Xofyou're not listening
sampling with a higher frequency will lead to a more misleading result in the region covered by without-gcing
mgrjsnell: I really do not want to ignore. I'm sorry if that sounds like it. I try to understand it; probably I get something wrong.
jsnelldisable interrupts; sample; sample; enable interrupts
only one of those samples will be delivered
mgrah, okay the samples during without-gcing are really just dropped? (As you've said before..) sorry
jsnellno! only one of them will be delivered
mgrjsnell: sorry, I've written it before having read your latest lines. (probably lag)
jsnell: uhm, sorry for the direct question, but *why* is it that only one of them is delivered?

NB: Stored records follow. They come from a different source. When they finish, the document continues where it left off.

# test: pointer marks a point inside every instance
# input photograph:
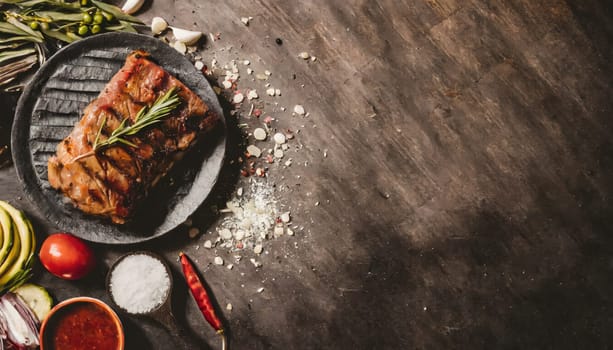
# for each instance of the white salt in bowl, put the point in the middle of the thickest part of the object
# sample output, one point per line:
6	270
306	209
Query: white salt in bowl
139	283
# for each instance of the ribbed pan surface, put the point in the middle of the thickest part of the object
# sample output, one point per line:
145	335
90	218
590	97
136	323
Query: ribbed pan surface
54	101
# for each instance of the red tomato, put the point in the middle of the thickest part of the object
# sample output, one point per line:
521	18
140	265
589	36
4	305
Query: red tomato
66	256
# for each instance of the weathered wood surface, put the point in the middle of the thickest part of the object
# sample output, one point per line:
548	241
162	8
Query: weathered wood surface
465	196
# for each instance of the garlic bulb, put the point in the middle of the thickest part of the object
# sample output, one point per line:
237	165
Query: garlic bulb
158	25
132	6
187	37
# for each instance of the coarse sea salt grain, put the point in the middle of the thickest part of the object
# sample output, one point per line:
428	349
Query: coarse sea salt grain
139	283
259	134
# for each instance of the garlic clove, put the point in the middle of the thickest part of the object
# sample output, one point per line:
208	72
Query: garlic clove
188	37
131	6
158	25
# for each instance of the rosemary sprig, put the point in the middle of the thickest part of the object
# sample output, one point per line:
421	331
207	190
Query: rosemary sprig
146	117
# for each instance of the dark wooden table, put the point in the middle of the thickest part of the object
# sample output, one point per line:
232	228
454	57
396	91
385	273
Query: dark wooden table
461	156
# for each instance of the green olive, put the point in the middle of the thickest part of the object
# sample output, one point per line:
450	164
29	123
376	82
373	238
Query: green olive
83	30
87	18
98	18
108	16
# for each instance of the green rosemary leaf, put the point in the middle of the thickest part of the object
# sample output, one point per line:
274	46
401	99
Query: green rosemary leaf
145	117
126	142
99	132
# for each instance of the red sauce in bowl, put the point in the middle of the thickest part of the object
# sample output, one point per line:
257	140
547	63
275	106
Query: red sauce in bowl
82	325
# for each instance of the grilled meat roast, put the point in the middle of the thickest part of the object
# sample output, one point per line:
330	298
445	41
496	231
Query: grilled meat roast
114	180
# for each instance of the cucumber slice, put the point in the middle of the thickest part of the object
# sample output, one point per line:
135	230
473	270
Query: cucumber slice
37	298
20	269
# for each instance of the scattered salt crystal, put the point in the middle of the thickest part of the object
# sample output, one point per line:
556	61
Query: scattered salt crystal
139	283
180	46
239	235
285	217
278	230
298	109
254	151
225	234
259	134
193	232
238	98
252	94
279	138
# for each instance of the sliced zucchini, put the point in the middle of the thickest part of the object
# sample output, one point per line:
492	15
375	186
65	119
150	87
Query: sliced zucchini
37	298
15	247
7	234
20	269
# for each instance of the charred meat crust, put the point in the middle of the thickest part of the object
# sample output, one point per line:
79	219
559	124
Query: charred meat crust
114	181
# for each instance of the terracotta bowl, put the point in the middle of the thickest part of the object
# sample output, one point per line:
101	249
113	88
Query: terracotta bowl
66	320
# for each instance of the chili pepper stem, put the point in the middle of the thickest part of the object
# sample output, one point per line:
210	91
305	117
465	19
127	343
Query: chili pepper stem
224	341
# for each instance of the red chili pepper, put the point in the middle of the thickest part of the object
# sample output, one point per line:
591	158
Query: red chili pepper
201	296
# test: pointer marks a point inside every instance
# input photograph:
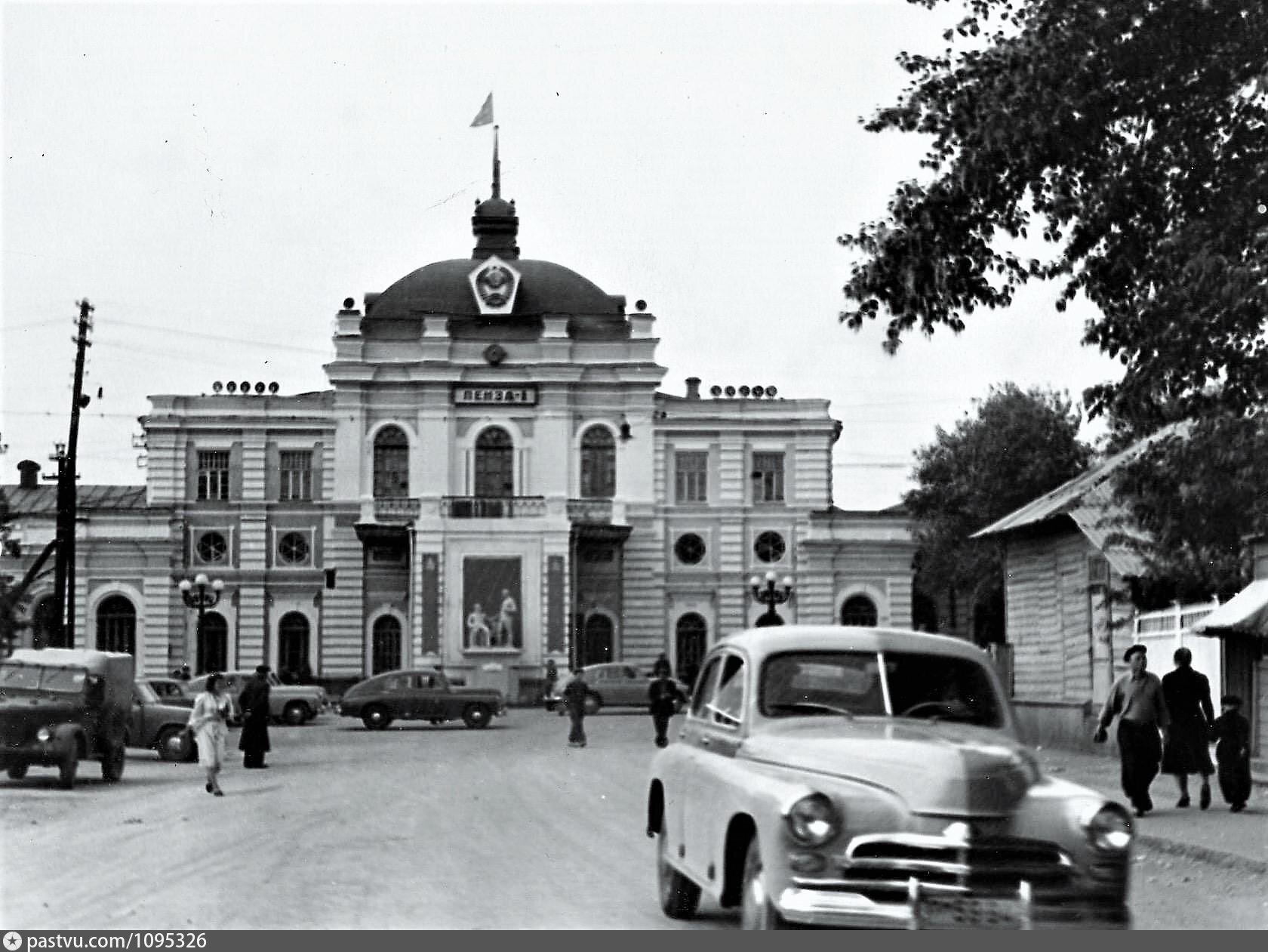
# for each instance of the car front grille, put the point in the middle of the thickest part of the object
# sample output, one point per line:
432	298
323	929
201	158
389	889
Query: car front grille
883	866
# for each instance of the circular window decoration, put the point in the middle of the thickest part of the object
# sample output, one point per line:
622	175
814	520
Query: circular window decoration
293	548
690	548
212	547
768	547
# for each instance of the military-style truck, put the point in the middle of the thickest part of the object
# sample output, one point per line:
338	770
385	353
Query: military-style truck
63	705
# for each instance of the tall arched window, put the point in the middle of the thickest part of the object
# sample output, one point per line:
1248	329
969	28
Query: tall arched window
391	463
386	645
859	612
691	640
117	625
293	643
598	464
495	463
596	643
214	643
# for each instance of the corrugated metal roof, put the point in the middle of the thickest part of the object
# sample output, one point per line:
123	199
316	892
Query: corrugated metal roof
43	498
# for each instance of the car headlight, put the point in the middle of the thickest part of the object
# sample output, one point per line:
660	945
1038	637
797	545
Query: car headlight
813	821
1110	829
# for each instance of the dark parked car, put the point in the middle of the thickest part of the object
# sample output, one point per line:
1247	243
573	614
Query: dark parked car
423	694
158	724
63	705
610	685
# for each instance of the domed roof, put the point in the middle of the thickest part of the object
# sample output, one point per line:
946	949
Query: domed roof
444	288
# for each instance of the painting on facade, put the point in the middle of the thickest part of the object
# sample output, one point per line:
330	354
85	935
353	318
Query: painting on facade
491	604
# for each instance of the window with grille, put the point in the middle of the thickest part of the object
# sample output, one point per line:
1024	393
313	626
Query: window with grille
297	476
598	464
214	474
768	477
391	463
691	476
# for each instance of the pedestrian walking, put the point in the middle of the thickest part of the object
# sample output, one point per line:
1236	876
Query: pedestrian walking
207	722
663	699
574	701
254	701
1137	699
1187	695
1232	733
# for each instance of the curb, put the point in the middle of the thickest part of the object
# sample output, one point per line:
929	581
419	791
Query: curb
1211	856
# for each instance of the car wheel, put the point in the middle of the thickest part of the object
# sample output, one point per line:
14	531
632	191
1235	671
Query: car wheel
680	896
174	744
756	910
112	763
376	716
66	770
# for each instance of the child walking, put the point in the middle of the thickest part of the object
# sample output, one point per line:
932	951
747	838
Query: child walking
1232	735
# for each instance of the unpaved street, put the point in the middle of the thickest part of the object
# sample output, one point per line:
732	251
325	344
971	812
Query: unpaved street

nikodemusmgr: sorry, but i don't have time right now to dig into this. but if the without-gcing is wrapped around the body of a macro, then all the call-sites using it need to be audited, since any one of them may be depending on that
mgrnikodemus: Okay, thank you for your time.
nikodemusbut i also re-iterate that neither WITH-ALIEN or MAKE-ALIEN allocated objects are moved by the gc
mgrnikodemus: okay.
Xofmgr: basically, because we mustn't act on any interrupts while interrupts are disabled, so we have to queue them, and we only have space for one interrupt in the queue
mgrI think that it's total (runtime) overhead for my application to use matlisp at all. I'll probably just implement the tiny bit that I need in lisp and drop using matlisp. My program has only very small matrices. But I wanted to start fast and just use an existing library. I think most of the time is not spend in actual computation but in copying and allocating objects.
but before implementing a replacement I wanted to analyse the existing version a bit.
Xof: Okay.
jsnellnikodemus: would you be surprised if without-gcing was suffering from the same kind of race that without-spinlock-and-without-gcing?
mgrjsnell, nikodemus, Xof: thank you all for your patience. I'm a bit sorry to have occupied time of all of you.
jsnell: perhaps it would be a good idea to mention how sb-prof works in SBCL's manual.
jsnellcould be
Xofclim pane-viewport-region
mgrI was a bit surprised that the sampling-interval was 0.01 seconds which seemed to be quite a long time for me. But that's probably the reason why the default of max-sampling seems to be quite high (for me). (I hope I don't get this wrong as well.)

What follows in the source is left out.